僕の脳内で危険信号が鳴り響く。呼吸が喉の奥で弾んで広がり、叫び声が喉奥を突いた。声を飲み込み、僕は深く息を吸う。ここでうろたえてはまずい。そっと電灯を消し、何事もなかったかのように自分の部屋に戻ろうと階段を上る。時々振り返りながら階段をそっと上がって自分の部屋に戻ると、僕は五メートル下の地上にダニエルさんがいるのを確認して息を止め、意を決して飛び降りた。
「うわっ」
飲み込んでいた声が口から漏れ、ダニエルさんが上を向く。ダニエルさんのとなりにいた男が慌てて僕を受け止め、僕はなんとか無傷で地上に降りた。
「うちに泥棒がいます! まだ中にいるみたいです!」
そう叫ぶと、ダニエルさんは同僚と目線を合わせて頷いた。
「じゃあ確保しに行こう。リード、お前もついてこい。レオンは防衛団の詰所まで走れ、今すぐだ」
そう言われて僕は黙って首を縦に振る。防衛団の詰所はこの先のブロックだ。なんとかたどり着けそうだと自分に言い聞かせて、僕は閑静な街を駆け抜けた。
「おっと止まってもらおうか」
その声を無視して走り続けようとすると、僕の背中を何者かが掴んだ。頭に硬く冷たい何かが突きつけられる。
「動くな」
そう言った男は僕を地面に押しつけると、頭から硬いものを離して僕の目の前に見せた。拳銃だ。
「聞けェ!」
彼はそう言って銃を持った手を高く上げ、引き金を引いた。銃声が響き渡る。彼は僕の身体をさらに強く地面に押しつけ、手を上げたままふたたび引き金を引く。

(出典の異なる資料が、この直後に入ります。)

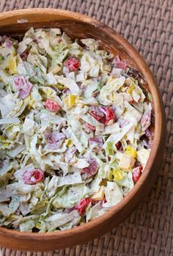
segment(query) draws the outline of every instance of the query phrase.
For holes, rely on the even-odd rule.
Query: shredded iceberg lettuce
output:
[[[144,171],[150,92],[98,41],[57,28],[4,36],[0,55],[0,226],[57,232],[104,214]]]

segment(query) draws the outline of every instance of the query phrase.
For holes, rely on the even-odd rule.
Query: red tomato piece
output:
[[[113,64],[114,64],[115,67],[117,68],[121,68],[123,70],[125,70],[128,67],[128,64],[125,59],[120,59],[119,56],[117,55],[114,60]]]
[[[115,146],[118,150],[123,150],[123,147],[121,142],[118,142],[117,143],[116,143]]]
[[[133,99],[129,101],[130,104],[134,104],[135,102],[136,101]]]
[[[89,130],[90,130],[90,131],[95,131],[95,126],[92,126],[92,125],[89,125],[89,123],[86,122],[85,125],[86,125],[86,127]]]
[[[22,175],[23,180],[26,184],[35,184],[43,178],[43,172],[40,169],[26,170]]]
[[[132,178],[135,183],[136,183],[136,182],[139,179],[139,177],[141,176],[141,169],[142,169],[142,167],[140,164],[137,167],[134,168],[132,171]]]
[[[45,106],[46,109],[51,111],[51,112],[56,112],[61,109],[60,106],[56,102],[48,99],[45,101]]]
[[[78,202],[76,205],[75,209],[77,210],[78,213],[82,216],[85,213],[85,211],[87,206],[92,202],[92,200],[91,198],[87,197],[87,198],[82,199],[80,202]]]
[[[89,160],[89,166],[82,169],[83,173],[86,173],[88,177],[93,176],[98,170],[98,164],[94,158]]]
[[[92,106],[89,111],[89,114],[90,114],[96,120],[101,123],[105,123],[105,114],[103,113],[102,108],[97,106]]]
[[[109,121],[113,120],[114,122],[116,121],[116,116],[114,112],[112,111],[111,108],[106,109],[106,121],[105,125],[107,125],[109,122]]]
[[[108,125],[108,122],[112,120],[114,122],[116,121],[116,116],[111,107],[106,108],[104,106],[101,106],[103,112],[106,115],[105,125]]]
[[[68,67],[70,71],[76,71],[81,66],[80,60],[76,57],[70,57],[66,60],[65,66]]]

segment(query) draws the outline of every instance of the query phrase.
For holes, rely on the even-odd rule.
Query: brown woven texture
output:
[[[1,249],[4,256],[173,256],[173,1],[1,0],[0,12],[54,7],[86,14],[123,35],[158,81],[165,105],[168,137],[163,167],[150,195],[121,224],[87,244],[50,252]]]

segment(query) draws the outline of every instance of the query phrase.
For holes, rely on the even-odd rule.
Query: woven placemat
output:
[[[0,12],[28,7],[54,7],[86,14],[128,39],[147,60],[158,81],[167,117],[168,139],[163,167],[150,195],[111,232],[70,249],[32,253],[2,248],[2,255],[173,256],[173,1],[0,1]]]

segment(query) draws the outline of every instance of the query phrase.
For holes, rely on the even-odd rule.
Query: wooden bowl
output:
[[[93,18],[60,10],[28,9],[0,14],[1,34],[22,34],[31,26],[60,27],[72,38],[95,38],[103,48],[118,53],[142,74],[152,95],[155,115],[154,143],[144,172],[132,191],[106,214],[82,226],[58,233],[29,233],[0,227],[1,246],[49,251],[84,243],[106,233],[141,202],[155,181],[161,167],[166,142],[166,120],[159,89],[149,67],[134,48],[118,33]]]

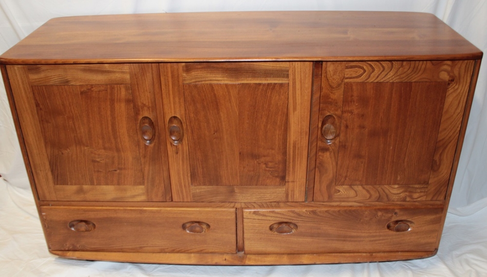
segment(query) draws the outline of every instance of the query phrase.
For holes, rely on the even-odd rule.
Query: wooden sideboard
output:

「この子供を離してほしけりゃその建物から今すぐ出てこい。十数えるからそれまでに出てくるんだ」
しかし彼はそう言った次の瞬間、続けざまに響いた二発の銃声と同時に倒れた。
「レオン、拳銃を拾って詰所へ!」
ダニエルさんの声を聞いて、僕は男の手を振りほどき立ち上がる。路地の向こうに吹き飛ばされた拳銃が見えた。僕はそれを拾い、ふたたび走り出した。落ちていた拳銃には、普段護身訓練で使っている拳銃とは違うメーカーの刻印がある。そのグリップを握りながら走って角を曲がると、後ろから足音が聞こえた。振り向きざまに見ると、先ほど僕を取り押さえた男と同じ、紋章の入った軍服のようなものを着ている男だった。彼はアサルトライフルを取り出し、こちらに向ける。僕は訓練でやったのと同じように拳銃を構えて男を狙い、人のいない通りでその引き金を引いた。銃声が響き、男は肩を押さえてうずくまる。弾は男の肩を穿ったようだった。さらに二発、拳銃を男に撃ち込む。男は血を流して前にドサリと倒れた。
「すみません」
防衛団の詰所に着き事情を説明すると、ダニエルさんたちの応援に四人が駆け出し、残りの団員たちは僕が撃った男を調べ始めた。男はすでに虫の息であったが、団員達は蒼い顔をしてその軍服を見た。
「どうしたんですか?」
僕が尋ねると、団員は口を揃えて言った。
「こいつもコミエール懲罰連隊の軍服だ……!」
コミエール食品の持つ部隊であるコミエール懲罰連隊がなぜこんなことをしているのか。考えられる理由はいくつかあるが、完全武装だったことから見ても何かの工作に来ていたのかもしれないと考えるのが妥当だろう。
「大した泥棒だったよ」
ダニエルさんがそう言いながら手錠をかけられた男を二人連行してきた。
「コミエールの奴ら、どうも本当に侵攻を企んでいるようですな」
リードさんがそう言ってダニエルさんを見る。
「こいつを証人にしてショーベル正規軍を展開してもらおうぜ。たぶんあいつら攻め込むつもりだろ」
ダニエルさんはそう言いながら男たちを詰所の独房へ放り込む。ちょうど帰ってきた僕の『家族』に事情を説明しながら、僕は家路の最後の数百メートルを歩いた。
「コミエール食品、昨夜のうちに工場を国に徴収されたらしいぜ。それも全部」
十二月二十五日の朝、アルベルトが新聞を読みながら言った。
「何があったの?」
ミアが驚いた表情で聞くのを、エミリアが納得したという表情で眺めている。
「ああ、この前から正規軍がうちの町に展開してただろ?あの正規軍とライマル重工の防衛団を相手にドンパチしようとしてたのがバレたらしい」
「そう、やっぱり」
エミリアが頷いて僕に目配せをする。僕は黙って頷き、ふとサンタクロースの話を思い浮かべた。
「今サンタクロースがいるとするならば、それは人智を越えた存在なんだろうね」
僕はその言葉を飲み込んで、考えを巡らせた。僕たちはつかの間の平和をプレゼントされた『よい子』なのか、そうでないのか。しかしそれは誰もあずかり知らぬことである。昨夜シーベルに降った初雪が、通りを白に染めていた。